This morning, the lake is thick with ice. I break through and ease myself into the water. While I bathe, I watch the wind blowing snow across the peaks, a white sandstorm. It distracts from the subzero water, the feeling of my skin knitting back together from my latest test.
One of my only clear memories of my father is when he would kiss me in the middle of my forehead and call me his “winter child.” Nikko was his summer child. I never much knew what he meant by that. But now I think I understand. Nikko was charming and outspoken. I was insular and quiet. Nikko was warm. I was cool, though being close to Nikko warmed me by degrees. Maybe that’s why I’ve always felt so out of place in the Southland, under the beating sun and swirling, heat-stroked winds. Maybe I was meant for winter, the cold and rain.
I trudge back to camp blowing breath into my cupped hands, but the bullet catcher hasn’t started the fire. There’s no coffee brewing. Snow coats the ground, looking like confectioners’ sugar. If I were still a child I would delight in the soft, fluffy flakes alighting on the ground. I would forget everything and start cartwheeling in the snow.
But not anymore.
Most mornings I think of nothing but training and the morning exercises. The small tree branches the bullet catcher made me carry as I shadowed him through the woods in the early days have turned to logs that I easily sling over my shoulders. Despite my slow progress, my muscles have become steel ropes beneath my tiger-striped skin.

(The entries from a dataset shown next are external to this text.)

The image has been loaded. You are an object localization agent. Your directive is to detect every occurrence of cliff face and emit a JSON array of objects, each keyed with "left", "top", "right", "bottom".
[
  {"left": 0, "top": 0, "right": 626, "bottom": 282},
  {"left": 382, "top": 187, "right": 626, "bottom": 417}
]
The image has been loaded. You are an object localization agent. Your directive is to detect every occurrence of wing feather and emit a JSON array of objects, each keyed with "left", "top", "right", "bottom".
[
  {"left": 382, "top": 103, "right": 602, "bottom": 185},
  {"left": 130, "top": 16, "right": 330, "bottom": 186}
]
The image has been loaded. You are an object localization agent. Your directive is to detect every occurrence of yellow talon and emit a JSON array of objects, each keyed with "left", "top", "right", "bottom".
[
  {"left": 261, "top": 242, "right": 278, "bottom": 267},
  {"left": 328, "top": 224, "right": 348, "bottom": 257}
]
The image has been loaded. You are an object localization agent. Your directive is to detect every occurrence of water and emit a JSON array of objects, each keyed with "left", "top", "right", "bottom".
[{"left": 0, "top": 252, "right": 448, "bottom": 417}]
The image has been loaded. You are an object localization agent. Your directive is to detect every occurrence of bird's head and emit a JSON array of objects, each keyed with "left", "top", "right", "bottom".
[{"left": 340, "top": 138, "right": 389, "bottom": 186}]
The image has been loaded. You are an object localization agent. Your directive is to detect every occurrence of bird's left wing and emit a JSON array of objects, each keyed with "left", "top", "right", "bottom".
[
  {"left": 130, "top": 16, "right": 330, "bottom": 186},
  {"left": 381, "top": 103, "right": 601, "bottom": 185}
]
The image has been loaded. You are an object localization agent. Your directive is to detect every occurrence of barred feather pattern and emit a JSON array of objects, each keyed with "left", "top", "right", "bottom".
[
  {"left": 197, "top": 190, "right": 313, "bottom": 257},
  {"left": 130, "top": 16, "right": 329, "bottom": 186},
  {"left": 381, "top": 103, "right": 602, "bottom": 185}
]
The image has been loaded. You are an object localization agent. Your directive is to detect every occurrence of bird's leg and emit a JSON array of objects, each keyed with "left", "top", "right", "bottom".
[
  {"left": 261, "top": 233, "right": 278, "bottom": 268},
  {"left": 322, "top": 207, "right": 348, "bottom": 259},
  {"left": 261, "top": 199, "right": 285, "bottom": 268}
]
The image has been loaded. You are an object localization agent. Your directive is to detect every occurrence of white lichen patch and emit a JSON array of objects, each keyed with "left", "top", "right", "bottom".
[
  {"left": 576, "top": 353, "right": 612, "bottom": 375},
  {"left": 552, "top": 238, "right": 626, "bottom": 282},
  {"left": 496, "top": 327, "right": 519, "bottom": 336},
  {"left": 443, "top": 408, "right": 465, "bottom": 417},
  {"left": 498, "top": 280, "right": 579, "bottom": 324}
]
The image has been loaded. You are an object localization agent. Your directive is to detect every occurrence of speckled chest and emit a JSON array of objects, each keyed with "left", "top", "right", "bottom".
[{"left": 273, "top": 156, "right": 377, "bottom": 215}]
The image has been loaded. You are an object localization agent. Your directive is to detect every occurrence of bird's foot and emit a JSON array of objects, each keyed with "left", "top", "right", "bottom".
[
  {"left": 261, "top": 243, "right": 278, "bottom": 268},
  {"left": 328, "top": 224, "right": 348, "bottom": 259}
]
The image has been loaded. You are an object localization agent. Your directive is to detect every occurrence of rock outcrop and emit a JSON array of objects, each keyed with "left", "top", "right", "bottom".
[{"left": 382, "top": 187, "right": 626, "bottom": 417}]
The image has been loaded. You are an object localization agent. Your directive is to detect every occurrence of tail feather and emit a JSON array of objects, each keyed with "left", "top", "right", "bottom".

For the first time I can remember, the bullet catcher has broken the routine. In fact, he’s nowhere to be seen. I look in his tent, but he’s not there. I run into the woods, checking the traps. Maybe he fell into one of the pitfalls by mistake. But somehow I can’t imagine that. And, sure enough, the traps are empty. I’m heading back to camp when I hear a voice. No, not a voice. Two voices, speaking in hushed tones. I follow the sounds, making sure not to make any noise myself. And then I see them: the bullet catcher and a woman I’ve never seen before. She wears a brown coat, leather pants, and boots. Gray hair spills from beneath her wide-brimmed hat. Her dark face is tattooed with scars and one of her eyes is covered with a patch. She holds the reins of her horse in one hand and a cigarette in the other.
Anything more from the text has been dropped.